1

I have a Textfile containing numbers that looks as follows:

[mpz(0), mpz(0), mpz(0), mpz(0), mpz(4), mpz(54357303843626),...]

Does there exist a simple way to parse it directly into an integer list? It doesn't matter whether the target data type is a mpz integer or a plain python integer.

What I tried so far and works is pure parsing (note: the target array y_val3 needs to be initialized with zeros in advance, since it may be larger than the list in the Textfile):

text_file = open("../prod_sum_copy.txt", "r")
content = text_file.read()[1:-1]
text_file.close()
content_list = content.split(",")
y_val3 = [0]*10000
print(content_list)
for idx, str in enumerate(content_list):
    m = re.search('mpz\(([0-9]+)\)', str)
    y_val3[idx]=int(m.group(1))
print(y_val3)

Althought this approach works, I am not sure if this is a best practice or wether there exist a more elegant way than just plain parsing.

To facilitate things: Here is the original Textfile on GitHub. Note: This Textfile might grow in furure, which brings aspects such as performance and scalability into play.

4

2 回答 2

2

I tried look at a more elegant solution from both the human-readable perspective and from the performance perspective.

Caveats:

  • There is a lot going on here
  • I do not have the original file, so the numbers below will not match any numbers you might get on your device
  • There is too much work to try and benchmark all the various parts so I tried to focus on several of the biggest components

The breakouts and timing below seem to show an order of magnitude difference in several of the approaches, so they may still be of use in gauging level of computational effort.

My first approach was to try and measure the amount of overhead the file read/write added to the process so that we could explore how much computational effort was focused on just the data processing step.

To do this, I made a function that included the file read and measured the whole process, end to end to see how long it took with my mini example file. I did this using %timeit in a Jupyter notebook.
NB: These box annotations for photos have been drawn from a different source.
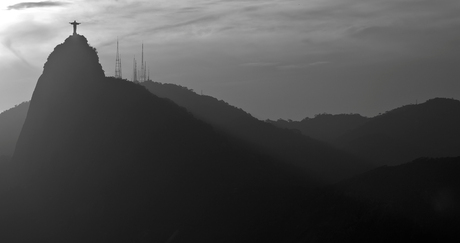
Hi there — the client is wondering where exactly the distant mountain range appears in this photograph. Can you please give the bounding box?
[0,35,317,242]
[0,34,460,243]
[142,81,372,182]
[269,98,460,165]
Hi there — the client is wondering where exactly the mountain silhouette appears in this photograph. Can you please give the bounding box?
[268,98,460,166]
[4,35,313,242]
[298,157,460,242]
[336,98,460,165]
[142,81,372,183]
[267,114,369,144]
[0,102,29,157]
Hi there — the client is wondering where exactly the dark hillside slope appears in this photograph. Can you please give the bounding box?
[142,82,372,182]
[298,157,460,242]
[5,35,314,242]
[336,98,460,165]
[0,102,29,157]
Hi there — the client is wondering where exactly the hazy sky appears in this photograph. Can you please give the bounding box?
[0,0,460,120]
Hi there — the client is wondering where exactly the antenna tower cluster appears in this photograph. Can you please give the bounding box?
[115,39,150,82]
[115,39,123,79]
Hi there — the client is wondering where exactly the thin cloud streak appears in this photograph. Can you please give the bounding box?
[7,1,69,10]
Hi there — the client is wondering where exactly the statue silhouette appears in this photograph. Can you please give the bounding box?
[69,20,81,35]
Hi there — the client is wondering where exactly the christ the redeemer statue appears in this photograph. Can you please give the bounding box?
[69,20,81,35]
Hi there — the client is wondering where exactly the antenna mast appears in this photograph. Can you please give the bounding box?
[115,38,123,79]
[133,56,137,82]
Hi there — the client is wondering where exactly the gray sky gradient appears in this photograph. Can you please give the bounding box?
[0,0,460,120]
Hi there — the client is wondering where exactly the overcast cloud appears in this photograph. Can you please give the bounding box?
[0,0,460,119]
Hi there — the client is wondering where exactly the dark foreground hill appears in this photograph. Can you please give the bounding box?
[0,35,310,242]
[0,102,29,157]
[298,157,460,242]
[142,81,372,183]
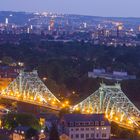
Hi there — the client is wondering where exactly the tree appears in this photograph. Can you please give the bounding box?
[59,107,70,118]
[26,128,38,140]
[2,113,40,130]
[49,124,59,140]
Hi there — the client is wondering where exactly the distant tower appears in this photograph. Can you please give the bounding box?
[83,22,87,28]
[5,18,9,25]
[27,28,30,34]
[50,19,54,30]
[139,26,140,32]
[117,25,123,37]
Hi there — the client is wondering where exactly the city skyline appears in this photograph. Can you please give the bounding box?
[0,0,140,17]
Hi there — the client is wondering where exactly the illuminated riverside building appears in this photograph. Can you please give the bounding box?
[60,114,111,140]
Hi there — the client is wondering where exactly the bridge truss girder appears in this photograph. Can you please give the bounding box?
[1,70,60,110]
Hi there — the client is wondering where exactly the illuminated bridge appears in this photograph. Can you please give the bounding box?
[0,71,140,129]
[0,70,61,110]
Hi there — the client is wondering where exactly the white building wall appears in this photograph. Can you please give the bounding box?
[68,126,110,140]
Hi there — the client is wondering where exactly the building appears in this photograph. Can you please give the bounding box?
[12,126,38,140]
[59,114,111,140]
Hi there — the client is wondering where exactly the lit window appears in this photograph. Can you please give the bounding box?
[91,133,94,138]
[71,135,73,138]
[91,128,94,131]
[102,133,106,138]
[95,121,99,125]
[96,127,99,130]
[76,134,79,138]
[86,134,89,138]
[71,128,73,131]
[101,121,105,125]
[76,128,79,131]
[81,134,84,138]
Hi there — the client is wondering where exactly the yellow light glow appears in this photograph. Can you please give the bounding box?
[115,117,119,121]
[66,101,69,105]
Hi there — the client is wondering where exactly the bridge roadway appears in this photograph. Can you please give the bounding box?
[0,93,61,111]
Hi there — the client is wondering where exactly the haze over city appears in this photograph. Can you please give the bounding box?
[0,0,140,17]
[0,0,140,140]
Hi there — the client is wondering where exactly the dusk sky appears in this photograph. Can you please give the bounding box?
[0,0,140,17]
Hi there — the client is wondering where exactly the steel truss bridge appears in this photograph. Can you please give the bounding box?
[0,70,140,127]
[0,70,61,110]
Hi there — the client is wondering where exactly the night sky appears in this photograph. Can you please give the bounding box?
[0,0,140,17]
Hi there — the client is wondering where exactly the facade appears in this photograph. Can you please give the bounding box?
[60,114,111,140]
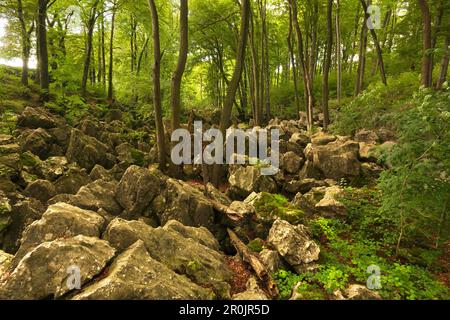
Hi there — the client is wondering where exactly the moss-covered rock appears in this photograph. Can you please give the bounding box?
[253,192,303,224]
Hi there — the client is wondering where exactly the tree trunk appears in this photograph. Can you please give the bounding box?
[361,0,387,85]
[417,0,433,88]
[322,0,333,131]
[436,19,450,90]
[149,0,166,171]
[336,0,342,106]
[289,0,314,132]
[213,0,251,186]
[287,6,300,116]
[108,2,117,101]
[38,0,50,101]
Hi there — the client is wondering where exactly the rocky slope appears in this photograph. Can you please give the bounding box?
[0,108,393,300]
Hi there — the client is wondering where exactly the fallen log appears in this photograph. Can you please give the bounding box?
[227,229,279,298]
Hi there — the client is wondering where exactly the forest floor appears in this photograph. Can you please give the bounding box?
[0,68,450,300]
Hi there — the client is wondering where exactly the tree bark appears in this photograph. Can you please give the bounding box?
[417,0,433,88]
[213,0,251,186]
[108,2,117,102]
[38,0,50,101]
[322,0,333,131]
[171,0,189,130]
[289,0,314,132]
[149,0,166,171]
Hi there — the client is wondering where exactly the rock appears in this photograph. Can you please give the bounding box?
[73,240,213,300]
[359,142,377,162]
[289,132,311,148]
[0,133,14,145]
[313,141,361,180]
[55,165,91,194]
[116,143,145,167]
[315,186,347,217]
[24,180,56,203]
[311,131,337,146]
[0,250,14,283]
[355,129,380,144]
[345,284,382,300]
[163,220,220,251]
[66,129,115,171]
[103,218,231,298]
[89,164,114,181]
[69,180,123,216]
[0,236,115,300]
[0,190,12,234]
[38,157,68,181]
[151,179,215,230]
[292,187,327,214]
[259,249,285,274]
[17,107,57,129]
[282,151,305,174]
[298,160,324,180]
[116,166,161,218]
[232,277,269,301]
[228,166,277,198]
[268,220,320,269]
[0,143,20,155]
[0,198,45,253]
[17,128,54,160]
[13,203,105,266]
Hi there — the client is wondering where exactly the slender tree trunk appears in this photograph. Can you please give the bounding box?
[108,2,117,101]
[417,0,433,88]
[81,1,98,97]
[336,0,342,106]
[171,0,189,130]
[38,0,50,101]
[213,0,251,186]
[149,0,166,171]
[287,6,300,116]
[361,0,387,85]
[355,15,367,95]
[322,0,333,131]
[289,0,314,132]
[436,18,450,90]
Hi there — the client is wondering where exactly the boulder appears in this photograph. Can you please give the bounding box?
[0,235,115,300]
[315,186,347,217]
[151,179,215,230]
[282,151,305,174]
[13,203,105,266]
[103,218,232,298]
[355,129,380,144]
[232,277,269,301]
[55,165,91,194]
[268,220,320,270]
[311,131,337,146]
[17,107,58,129]
[68,180,123,216]
[37,157,68,181]
[24,180,56,203]
[345,284,382,300]
[163,220,220,251]
[66,129,115,171]
[3,198,45,253]
[259,249,285,274]
[73,240,213,300]
[116,166,161,218]
[17,128,54,160]
[228,166,277,198]
[313,141,361,180]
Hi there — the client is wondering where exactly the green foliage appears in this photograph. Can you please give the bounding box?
[254,192,304,224]
[332,73,418,134]
[379,90,450,250]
I then broke out the file reading step into it's own function and then used %timeit on just the data processing step to help show us:

  • how much time was used by file reads vs data processing in the original approach
  • how much time was used by the data processing approach in the improved approach.

Original Approach (in a function)

import re

def original():
    text_file = open("../prod_sum_copy.txt", "r")
    content = text_file.read()[1:-1]
    text_file.close()
    content_list = content.split(",")

    y_val3 = [0]*10000

    for idx, element in enumerate(content_list):
        m = re.search('mpz\(([0-9]+)\)', element)
        y_val3[idx]=int(m.group(1))
    return y_val3

I am gonna presume that a significant portion of the processing time for my really short example data is just gonna be the time used to open the file on disk, read the data into memory, close the file, etc.

%timeit original()
140 µs ± 10.2 µs per loop (mean ± std. dev. of 7 runs, 10,000 loops each)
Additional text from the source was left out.